In fact: The economic agreements Trump concluded on his nine-day trip to the Middle East and Europe will undoubtedly create some jobs, but there is no evidence that they might even possibly create hundreds of thousands. Most of the U.S. companies involved did not offer specific numbers; the “Washington Post” noted that “the only new jobs that have been announced will be in Saudi Arabia, where Lockheed Martin will employ 450 workers to manufacture Black Hawk helicopters.” Attempting to do the math, the “New York Times” could not figure out how the administration came up with its $350 billion figure.
On his claim of widespread voter fraud during the 2016 election:
“Those were Hillary votes. And if you look at it they all voted for Hillary. They all voted for Hillary. They didn’t vote for me. I don’t believe I got one. OK, these are people that voted for Hillary Clinton.”
In fact: These large numbers of illegal voters did not “all” vote for Clinton because they do not exist. Even if they did, it would be impossible for Trump to know that not a single one voted for him, since the ballot is secret. This claim is simply absurd.
Trump told Congressional leaders that “he lost the popular vote to Hillary Clinton in last November’s election because between three million and five million ‘illegals’ cast ballots, multiple sources told Fox News.”
In fact: This claim, also reported by numerous other major media outlets, simply has no basis in reality.
On NATO:
“Many of these nations owe massive amounts of money from past years and not paying in those past years.”
In fact: NATO members don’t owe money to the alliance or to the U.S. Though many of them, as Trump noted, have fallen short of reaching the alliance’s guideline of spending two percent of their gross domestic product on defense, this is not the same as a debt.
On his and his associates’ ties to Russia:
“(James) Clapper is convinced, other people are convinced, everybody is convinced. They’re saying there is no collusion…they’re all saying there is no collusion, there is no collusion.”

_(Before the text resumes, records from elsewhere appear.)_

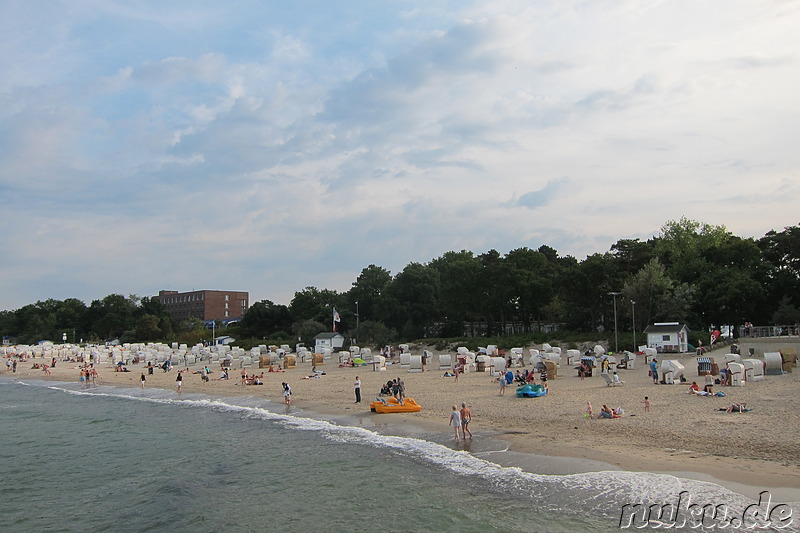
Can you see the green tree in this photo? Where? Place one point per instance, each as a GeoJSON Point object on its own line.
{"type": "Point", "coordinates": [459, 274]}
{"type": "Point", "coordinates": [413, 300]}
{"type": "Point", "coordinates": [265, 318]}
{"type": "Point", "coordinates": [368, 290]}
{"type": "Point", "coordinates": [314, 304]}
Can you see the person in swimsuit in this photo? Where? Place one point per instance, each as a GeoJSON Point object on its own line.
{"type": "Point", "coordinates": [466, 417]}
{"type": "Point", "coordinates": [455, 421]}
{"type": "Point", "coordinates": [287, 393]}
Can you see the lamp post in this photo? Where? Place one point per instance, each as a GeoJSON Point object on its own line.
{"type": "Point", "coordinates": [358, 317]}
{"type": "Point", "coordinates": [616, 333]}
{"type": "Point", "coordinates": [633, 319]}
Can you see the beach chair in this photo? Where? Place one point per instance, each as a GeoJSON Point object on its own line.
{"type": "Point", "coordinates": [612, 381]}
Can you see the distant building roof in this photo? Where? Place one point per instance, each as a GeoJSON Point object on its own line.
{"type": "Point", "coordinates": [328, 335]}
{"type": "Point", "coordinates": [665, 328]}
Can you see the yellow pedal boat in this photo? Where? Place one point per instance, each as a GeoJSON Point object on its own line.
{"type": "Point", "coordinates": [393, 405]}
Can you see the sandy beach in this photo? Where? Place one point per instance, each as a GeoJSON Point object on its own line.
{"type": "Point", "coordinates": [682, 434]}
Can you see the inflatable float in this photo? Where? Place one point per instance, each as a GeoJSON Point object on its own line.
{"type": "Point", "coordinates": [531, 391]}
{"type": "Point", "coordinates": [392, 405]}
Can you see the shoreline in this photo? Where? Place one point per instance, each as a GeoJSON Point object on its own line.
{"type": "Point", "coordinates": [558, 441]}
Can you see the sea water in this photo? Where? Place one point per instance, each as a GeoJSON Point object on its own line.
{"type": "Point", "coordinates": [80, 458]}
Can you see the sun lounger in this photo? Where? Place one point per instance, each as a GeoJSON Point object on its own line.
{"type": "Point", "coordinates": [611, 382]}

In fact: It is not true that everybody is convinced there was no collusion between his campaign and Russian meddling in the presidential election; the FBI, in fact, is investigating whether there was collusion or not. The day after Trump taped this interview, Clapper, the former director of national intelligence, made clear that he does not know if there was collusion or not.
“When WikiLeaks came out … never heard of WikiLeaks, never heard of it.”
In fact: Trump had heard of WikiLeaks years before the organization published emails that had been hacked from Democratic Party officials in 2016. CNN’s Andrew Kaczynski discovered a 2010 interview in which Trump had described WikiLeaks as “disgraceful.”
“I did what was an almost an impossible thing to do for a Republican-easily won the Electoral College!”
In fact: It has never been “almost an impossible thing” for a Republican to win by a large margin in the Electoral College. Since the 1870s, every Republican president except for George W. Bush and Richard Nixon (in 1968) has won a bigger share of the Electoral College than Trump did.
On his inauguration:
“Honestly, it looked like a million and a half people. Whatever it was it was, but it went all the way back to the Washington Monument.” Later: “…all the way back to the Washington Monument, was packed.”
In fact: The crowd, which may not have even been half a million people strong, did not come close to reaching the Washington Monument.
“It was almost raining, the rain should have scared em away, but God looked down and He said, we’re not going to let it rain on your speech. In fact, when I first started, I said oh no. First line, I got hit by a couple of drops, and I said this is too bad … but the truth is that, it stopped immediately, it was amazing, and then it became really sunny.”
In fact: Neither of these claims is true. The rain did not stop immediately, and the sky then remained cloudy.